Lleguemos a la música. Aquí me voy a explayar. Desde que Internet se ha generalizado, el consumo musical ha crecido exponencialmente. Son muchos los grupos, y no estoy hablando sólo de los emergentes sino de artistas con un caché importante, que ponen a disposición de los Internautas su música gratis. Algunos toda su discografía. Se me ocurren unos cuantos ejemplos. Entonces, ¿qué pacto con el diablo han hecho esos hijos del rock para que seguir vendiendo discos y hacer llenazos en salas, pabellones o, incluso, estadios? Y ahí es donde quería llegar: los grupos musicales, que en su mayoría encomiendan sus creaciones a las discográficas, se llevan un porcentaje de risa en las ventas de sus discos. Anda, ¿entonces hay otra manera de ganar dinero con nuestra música? Sí: haciendo conciertos. Pero es muy fácil vivir en una burbuja de estrella y hacer, poniéndome generoso, diez bolos al año -eso si he sacado un disco-. Así son muchos de nuestros artistas que gozan de cientos de miles de fans. Porque veamos a grupos extranjeros con mucha solera y que forman parte del ‘Olimpo de los Dioses’, como U2, cuyo Tour 360º sigue dando guerra un año después. U observemos a los vendidos Muse, que desde septiembre de 2009 han recorrido Europa, Asia, América y otra vez Europa y Norteamérica con más de cien fechas en apenas un año. ¿Mucho curro, eh? Puedo seguir, pero la lista es bastante larga.
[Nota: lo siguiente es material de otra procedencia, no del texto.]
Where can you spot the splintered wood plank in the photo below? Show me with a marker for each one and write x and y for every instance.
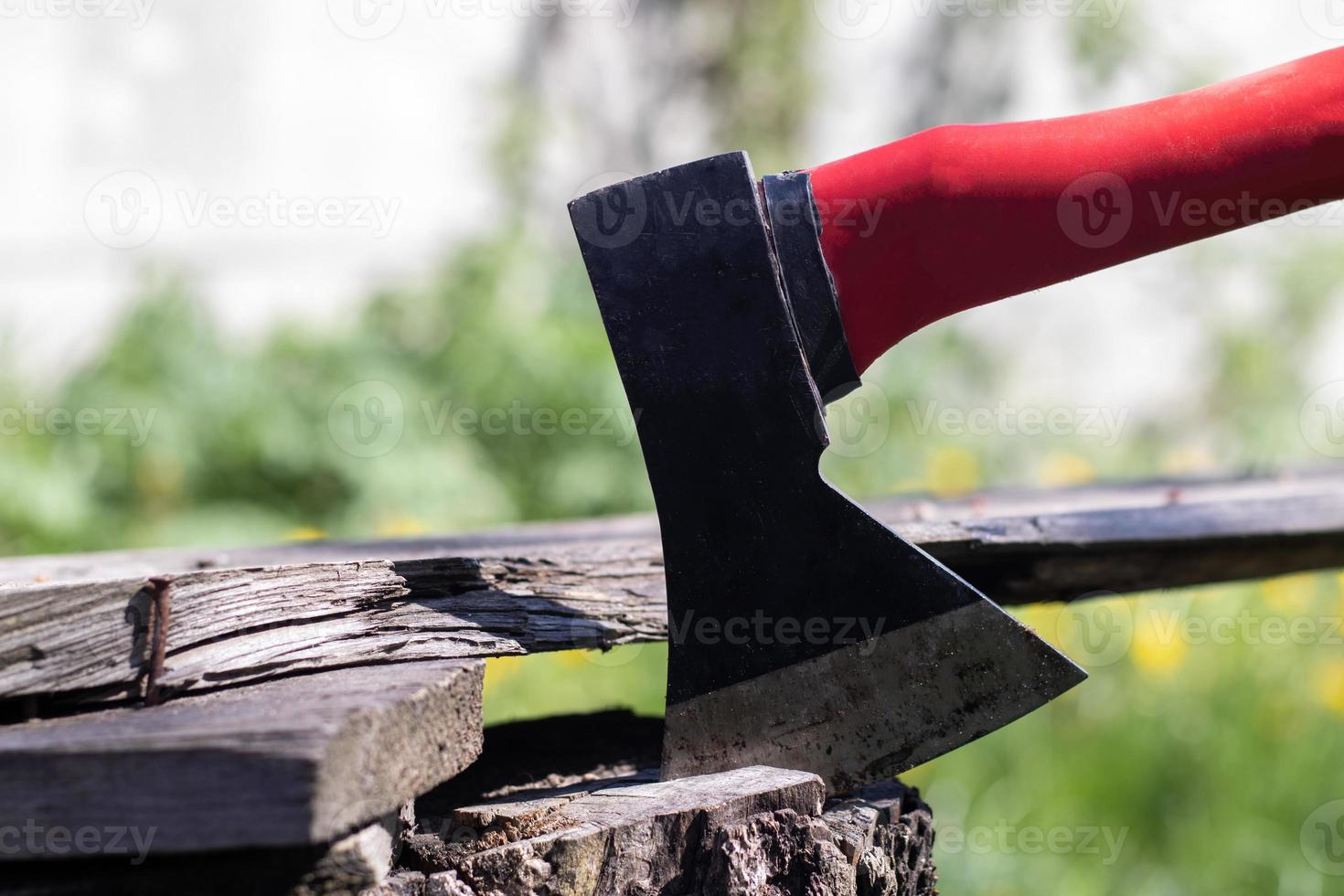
(750, 830)
(299, 761)
(600, 583)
La industria musical española es un chiste y lo es, en parte porque no se ofrece la oportunidad que debiera darse a aquellos que buscan hacer algo distinto. Aquellos que no se cortan por el patrón de la radiofórmula. Esa gente da a conocer su música a través de Internet y haciendo conciertos. Pero ellos, como bien han dejado patente en ese debate que he estado escuchando mientras cenaba, no son importantes. Pero dejaré de irme por las ramas: hay muchas maneras de rentabilizar nuestro trabajo y hacerlo llegar al mundo y vender discos es una parte casi ínfima en ese proceso.
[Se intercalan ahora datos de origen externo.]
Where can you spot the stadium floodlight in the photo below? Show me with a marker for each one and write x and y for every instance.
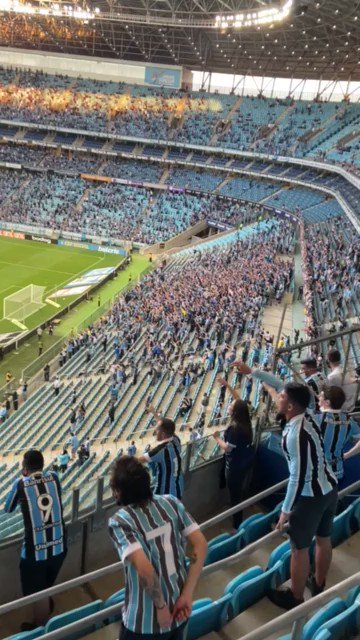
(255, 18)
(23, 303)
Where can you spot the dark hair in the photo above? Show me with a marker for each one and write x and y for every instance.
(335, 395)
(33, 460)
(309, 362)
(240, 419)
(298, 394)
(167, 426)
(333, 356)
(131, 480)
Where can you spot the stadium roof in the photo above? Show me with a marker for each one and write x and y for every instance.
(317, 39)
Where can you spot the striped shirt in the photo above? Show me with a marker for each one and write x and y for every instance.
(310, 473)
(166, 462)
(315, 382)
(159, 529)
(337, 430)
(39, 496)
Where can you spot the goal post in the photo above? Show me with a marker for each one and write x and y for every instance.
(23, 303)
Y finalizo hablando de nosotros, los consumidores. En España, si quiero comprarme un disco tengo que tener preparados 15 euros como mínimo. Esta tarde quiero ir al cine: ocho euros. Con estos abusos, derivados de un canon atroz y de la propia industria (sellos, distribución, producción...), sólo puedo ir a ver esa película con efectos especiales que se que merece la pena en pantalla grande o comprarme el disco de mi grupo favorito. El cual, por cierto, he testeado previamente por Internet, no como antes, que te dejabas la paga de varias semanas en un disco que era una mierda y que, ni el autoconvencimiento mediante interminables escuchas, lo hacía más bueno.
Mientras la cultura siga siendo un bien de lujo, seguiremos con el parche y saturaremos las redes sociales durante horas en protesta de lo que nos parece injusto, demagogo y poco honesto. Y por supuesto, seguiremos consumiendo 'ilegalmente' cultura por Internet.